PURSUANT TO SECTION 13 OR 15(d)

OF THE SECURITIES EXCHANGE ACT OF 1934

Date of report (Date of earliest event reported): February 14, 2014

 

 

ENBRIDGE ENERGY PARTNERS, L.P.

(Exact Name of Registrant as Specified in Charter)

 

 

 

DELAWARE   1-10934   39-1715850

(State or Other Jurisdiction

of Incorporation)

 

(Commission

File Number)

 

(IRS Employer

Identification No.)

1100 LOUISIANA, SUITE 3300, HOUSTON, TEXAS 77002

(Address of Principal Executive Offices) (Zip Code)

(713) 821-2000

(Registrant’s telephone number, including area code)

Not Applicable

(Former Name or Former Address, if Changed Since Last Report)

 

 

Check the appropriate box below if the Form 8-K filing is intended to simultaneously satisfy the filing obligation of the registrant under any of the following provisions:

 

¨ Written communications pursuant to Rule 425 under the Securities Act (17 CFR 230.425)

 

¨ Soliciting material pursuant to Rule 14a-12 under the Exchange Act (17 CFR 240.14a-12)

 

¨ Pre-commencement communications pursuant to Rule 14d-2(b) under the Exchange Act (17 CFR 240.14d-2(b))

 

¨ Pre-commencement communications pursuant to Rule 13e-4(c) under the Exchange Act (17 CFR 240.13e-4(c))

 

 

 


Item 5.02 Departure of Directors or Certain Officers; Election of Directors; Appointment of Certain Officers; Compensatory Arrangements of Certain Officers.

On February 14, 2014, Enbridge Energy Partners, L.P. (the “Partnership”) announced the resignation, effective March 1, 2014, of Stephen J. Wuori from the boards of directors of Enbridge Energy Company, Inc. (“EECI”), the general partner of the Partnership, and Enbridge Energy Management, L.L.C. (“EEM”), the delegate of EECI with respect to the management of the Partnership. Guy Jarvis has been elected, effective upon Mr. Wuori’s resignation, to replace Mr. Wuori on the boards of directors of each of EEM and EECI.

In addition, Mr. Wuori, currently the Executive Vice President - Liquids Pipelines, of each of Enbridge Management and EECI, and President, Liquids Pipelines & Major Projects of Enbridge Inc. (“Enbridge”), the ultimate parent of EECI, will no longer serve in such positions as of March 1, 2014. On that date he will assume a new role as Strategic Advisor, Office of the President and Chief Executive Officer of Enbridge.

Mr. Jarvis, currently Executive Vice President and Chief Commercial Officer, Liquids Pipelines of Enbridge, will assume responsibility for the leadership of Enbridge’s Liquids Pipelines business unit, including the appointment as Executive Vice President - Liquids Pipelines of each of EEM and EECI, when Mr. Wuori assumes his new role.

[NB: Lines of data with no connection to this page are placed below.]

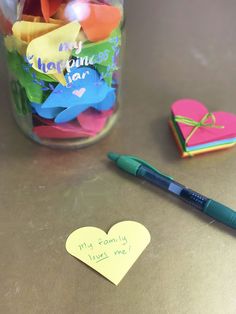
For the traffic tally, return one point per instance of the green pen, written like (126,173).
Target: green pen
(142,169)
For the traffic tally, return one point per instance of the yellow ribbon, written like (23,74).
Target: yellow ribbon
(197,125)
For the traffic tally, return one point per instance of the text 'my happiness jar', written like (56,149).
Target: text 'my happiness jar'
(64,63)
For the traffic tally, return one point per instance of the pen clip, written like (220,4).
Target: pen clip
(144,163)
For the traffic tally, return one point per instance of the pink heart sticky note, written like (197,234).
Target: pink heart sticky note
(93,120)
(195,110)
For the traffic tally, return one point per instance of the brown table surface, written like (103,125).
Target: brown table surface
(175,49)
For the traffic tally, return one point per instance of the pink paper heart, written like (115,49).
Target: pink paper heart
(93,120)
(195,110)
(79,92)
(61,131)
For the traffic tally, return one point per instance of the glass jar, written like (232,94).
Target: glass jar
(64,63)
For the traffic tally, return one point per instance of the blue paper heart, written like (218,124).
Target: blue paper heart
(47,113)
(72,112)
(84,89)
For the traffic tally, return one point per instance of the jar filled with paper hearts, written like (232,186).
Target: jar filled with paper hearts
(64,59)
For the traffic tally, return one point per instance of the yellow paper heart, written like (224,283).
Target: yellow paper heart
(112,254)
(44,52)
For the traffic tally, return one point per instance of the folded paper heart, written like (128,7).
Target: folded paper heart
(112,254)
(50,7)
(91,122)
(100,21)
(198,131)
(27,31)
(95,94)
(45,8)
(44,52)
(20,99)
(16,64)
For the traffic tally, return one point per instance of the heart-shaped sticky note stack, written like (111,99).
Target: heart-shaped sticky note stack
(112,254)
(198,131)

In connection with Mr. Jarvis’ role with Enbridge, EECI, EEM and its affiliates, we expect that Mr. Jarvis will enter into a new employment agreement with Enbridge or one of its affiliates. The details of the employment agreement have not been finally determined at this time.

Effective upon March 1, 2014, the date he assumes his new role, Mr. Jarvis will receive an annual base salary of $530,000 (subject to reassessment from time to time). Mr. Jarvis will also be eligible for, (1) subject to the terms of the Enbridge Short-Term Incentive Plan, short term incentive awards target of 65% of annual base salary, (2) subject to the terms of the Enbridge Performance Stock Option Plan, performance stock option grants of up to 67.5% of annual base salary, (3) subject to the terms of the Enbridge Incentive Stock Option Plan, incentive stock option grants of up to 78.75% of annual base salary, and (4) subject to the terms of the Enbridge Performance Stock Unit Plan, stock unit grants of up to 78.75% of annual base salary. Mr. Jarvis will also be eligible for a perquisite allowance of up to $35,000 per year. A portion of Mr. Jarvis’s compensation will be allocated to the Partnership based on the percentage of time he devotes to matters of the Partnership.

The press release announcing the foregoing is attached to this report as Exhibit 99.1, but is not deemed to be “filed” for purposes of Section 18 of the Securities Exchange Act of 1934 and is not incorporated by reference into any Securities Act registration statements.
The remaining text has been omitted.